Some speed benchmarking

Finally, here are some speed tests that were behind some of the design choices above. As it turns out, none of it matters very much. As mentioned above, R can calculate the weighted percentiles for hundreds of thousands of observations grouped by year in only a couple of seconds, so I didn’t need to worry about that. But in case it matters, here’s my core conclusions from running the benchmarking below

• reldist::wtd.quantile is about twice as fast as Desctools::Quantile in calculating weighted quantiles and gives near-identical results.
• setting labels = FALSE in a call to cut() makes the function about four times as fast
• dplyr::slice_sample takes about the same time to do a sample with unequal probability of selection as a home made function using base::sample, but sampling:strata function is about twice as fast.
• my final homemade function wt_percent_rank for weighted percentile ranks is about four times slower than the unweighted dplyr::percent_rank, but is still plenty fast enough (<5 seconds for 200,000 observations).

Benchmarking code:

#===================speed tests==================

# Some tests done here behind some of the decisions of what is actually used in
# the script above.

#---------------calculating the breaks at various points in quantile---------
set.seed(321)
n <- 100000
x <- exp(rnorm(n))
w <- exp(rnorm(n)) 
p <- 0:1000 / 1000 # percentiles to use in benchmarking qunatile functions


# note modi::weighted.quantile(x, w = w, prob = 0.5) only works with a scalar value of prob
microbenchmark(
  unweighted = quantile(x, probs = p),
  Desctools = DescTools::Quantile(x, weights = w, probs = p),
  reldist = reldist::wtd.quantile(x, q = p, weight = w)
)
# reldist is notably faster than DescTools in fact it is nearly as fast as
# the unweighted base r calculation

# the results are a tiny bit different but usually not:
tibble(
  dt = DescTools::Quantile(x, weights = w, probs = p),
  rd = reldist::wtd.quantile(x, q = p, weight = w)
) |>
  mutate(diff = rd - dt) |>
  arrange(desc(abs(diff)))

#-------------------actually assigning the percentiles to the original data-----------
breaks <- wtd.quantile(x, q = p, weight = w)

microbenchmark(
  cut(x, breaks = breaks),
  cut(x, breaks = breaks, labels = FALSE)
)
# much faster (about 4x) with labels = FALSE


#-------------------sampling with unequal probabilities---------
# sampling a bunch of rows at random with unequal probabilities using
# slice_sample is surprisinglyu slow.
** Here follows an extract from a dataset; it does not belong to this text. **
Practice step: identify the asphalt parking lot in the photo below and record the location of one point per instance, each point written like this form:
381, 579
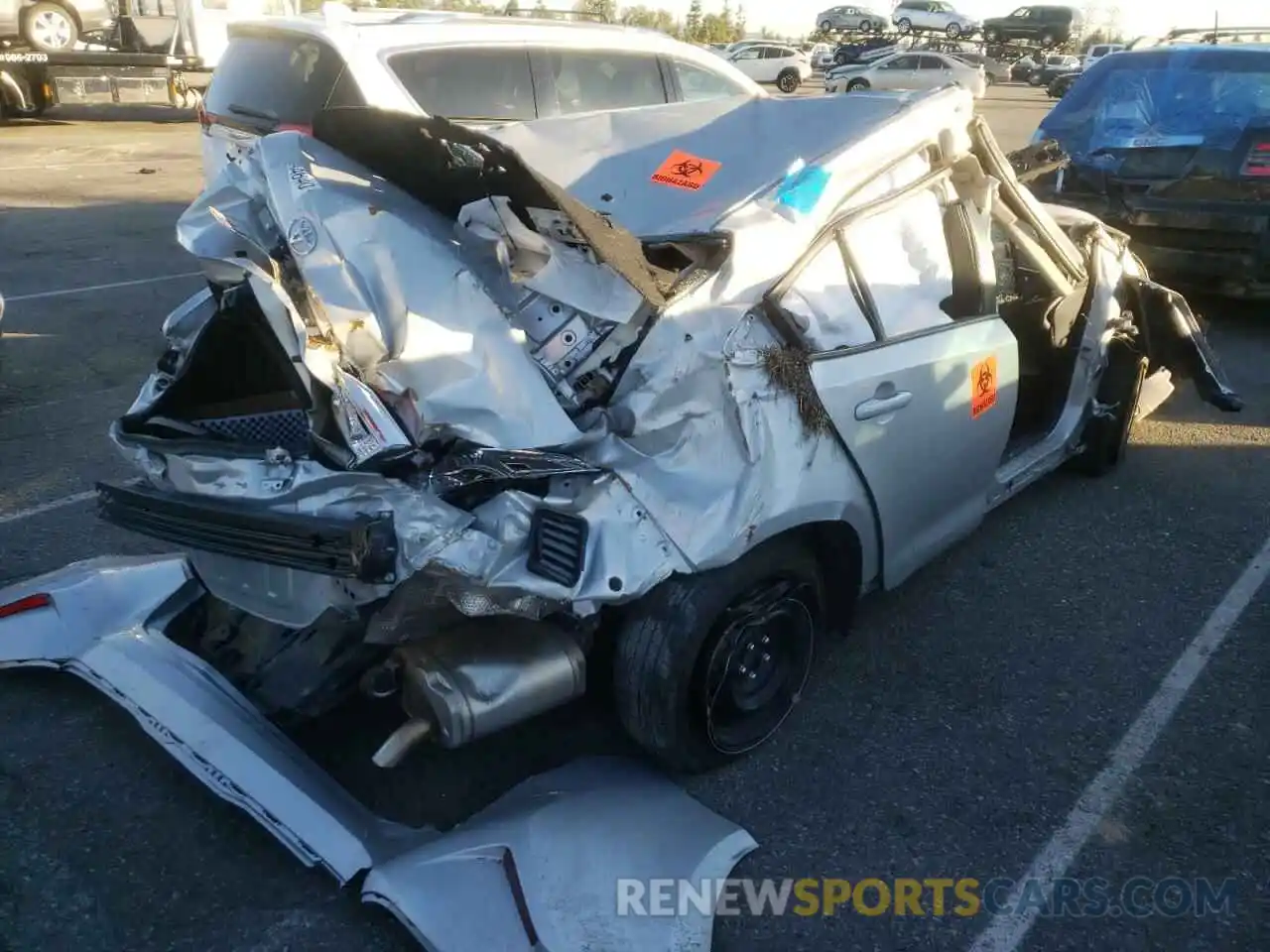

Is there a better way?
# try my home made sampler, and also one from the sampling package

eg_d <- tibble(
  x = x, 
  w = w
)

my_sampler <- function(d, n, weight_by){
  id <- 1:nrow(d)
  rows <- sample(id, size = n, prob = weight_by)
  return(d[rows, ])
}


this_n <- 1000
microbenchmark(
  unweighted        = slice_sample(eg_d, n = this_n),
  `weighted dplyr`    = slice_sample(eg_d, n = this_n, weight_by = w),
  `weighted homemade` = my_sampler(eg_d, n = this_n, weight_by = eg_d$w),
  `sampling package` = eg_d[strata(eg_d, 
                          size = this_n, 
                          pik = eg_d$w, 
                          method = "systematic")$ID_unit, ]
)
# times for weighted dplyr and home made funcionts are very similar 
# for this_n of 100, 1000, 10000
# the sampling::strata() function is about twice as fast
# unweighted sampling is much much faster

#---------comparing speed of unweighted and weighted percentile calculation------
microbenchmark(
  wt_percent_rank(x = x, weights = w, probs = p),
  percent_rank(x = x)
)
# Note that the weighted version is 3-4 times slower even after
# not using labels for cut and using the quickest quantile
# calculation we have.


#----------percentile rank for large sample-----------
# simulate similar size data to that which is in
# https://www.demographic-research.org/volumes/vol48/26/48-26.pdf
psid_eg <- tibble(
  x = exp(rnorm(200000, 8, 1)),
  w = exp(rnorm(200000)),
  year = sample(1:10, size = 200000, replace = TRUE))
)

system.time({
  psid_eg |>
    group_by(year) |>
    mutate(wpr = wt_percent_rank(x, weights = w))
})
# < 5 seconds

That’s all, cheerio.

Versioning of this blog post

An earlier version of this post had some speculation about the original referenced paper without me adequately checking what was actually happening. As it’s not relevant for my main point that paragraph has been removed.